Campbell didn't agree that she had drifted from her lane — and she refused to sign the citation, saying it was tantamount to admitting guilt. Georgia law requires motorists to either sign a ticket or be taken to jail.

Campbell asked to speak to a supervisor. The officer who stopped her, Michael Swerdlove, relayed that request.

Soon afterward, Swerdlove ordered Campbell to step outside her SUV. After she refused, he opened her door. They continued to argue, with Swerdlove ordering her out, and Campbell saying she would wait for the supervisor. A physical struggled ensued, with Swerdlove attempting to pull the driver out of her vehicle. At one point, Campbell tried to pull the door shut, bumping the officer.
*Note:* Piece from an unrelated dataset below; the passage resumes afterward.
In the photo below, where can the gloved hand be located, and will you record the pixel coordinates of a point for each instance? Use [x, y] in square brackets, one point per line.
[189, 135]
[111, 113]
"You're under arrest for disorderly conduct," Swerdlove said.

"No sir," Campbell said. "This is abusive behavior."

She added, "I need the supervisor. This is ridiculous. I need the supervisor."

Swerdlove later added that she was resisting arrest, and he called for backup.

That's when several officers arrived, including Legg.

As Swerdlove and another officer grappled with Campbell, she said that if Swerdlove took his hands off of her, she would get out.

"I'll come out for you," she said. "I won't come out for him."

"All right," the officer said, as Swerdlove began backing away.

That's when Legg leaned in to point and scream at Campbell: "Hey! You're not in charge! Shut the f*** up and get out of the car!"

"Who are you talking to?" Campbell asked.

"You!"

After Campbell got out, Legg grabbed her roughly and helped to pull her hands behind her back, prompting Campbell to cry out and again ask for the shift supervisor.

With at least six officers now on the scene, Campbell was put in handcuffs and led to a police car.

After watching the video, Robison said, he "immediately ordered that an internal affairs investigation be opened" — and he pledged that it would bring a "decisive and appropriate outcome."

"We strive to be a transparent department," Robison said. "However, if we are going to be 100 percent transparent, that means that we also must be willing to share with you any major concerns that arise regarding employee performance and behavior."

Campbell told WSB that she doesn't want Legg to lose his job, saying, "Disciplinary action should be taken with that gentleman."

She also said she would like for him to get new training; as for herself, she'd like to get an apology.